Without an opponent, Rep. Frank dedicated just 3 percent of his total expenditures last cycle to campaign fundraisers. He spent no money on campaign signs, stickers and other paraphernalia, and won more than 166,000 votes without hiring a campaign manager.

For some politicians, such a history of campaign inactivity could be trouble during the long, crazy months of an open Senate race, according to Stuart Rothenberg, editor and publisher of The Rothenberg Political Report.

“Fundraising ability does atrophy if you don’t do fundraising,” Mr. Rothenberg said. “People move, people die. If he was going run statewide, he’d have to put some energy into expanding his list, updating his databases. He’d have to invest some time and energy into it.”

Senate races are considerably more expensive than House races. The average Senate candidate last year spent $5 million, more than five times the average amount spent by candidates running for the House, according to data from the Center for Responsive Politics.
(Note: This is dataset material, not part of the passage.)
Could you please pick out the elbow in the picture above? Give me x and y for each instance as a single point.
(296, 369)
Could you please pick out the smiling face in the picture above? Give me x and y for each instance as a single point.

In his own race last year, which did not feature a Republican opponent, Sen. Kerry raised $8.6 million, according to Political Money Line, a campaign finance research website. That figure is roughly five times what Rep. Frank raised over the last decade.

Ms. Duffy said a race to replace Sen. Kerry could resemble the senator’s intense 1996 race against then-Massachusetts Gov. William Weld. That race cost the two candidates a total of about $19 million.

However, Ms. Duffy, said Rep. Frank should not have much of a problem tapping into new revenue sources. In particular, she said, he could draw heavily from the gay community, which gives overwhelmingly to Democratic candidates. That could be a deep well for Rep. Frank, given the scarcity of other openly gay candidates for the community to support, she said.

Also, she said, Rep. Frank’s voting record might prove attractive to environmental groups and organized labor, both strong Democratic revenue sources.

“Lots of people might have a problem,” Ms. Duffy said. “I think, however, that Frank has some national constituencies that will help him a great deal.”

Rep. Frank said he would not speculate on a future Senate campaign.

“It is in the future. It’s non-existent right now,” he said. “If and when it happens, it will happen. It plays zero part in my life right now.”

Published in The New Bedford Standard Times, in Massachusetts.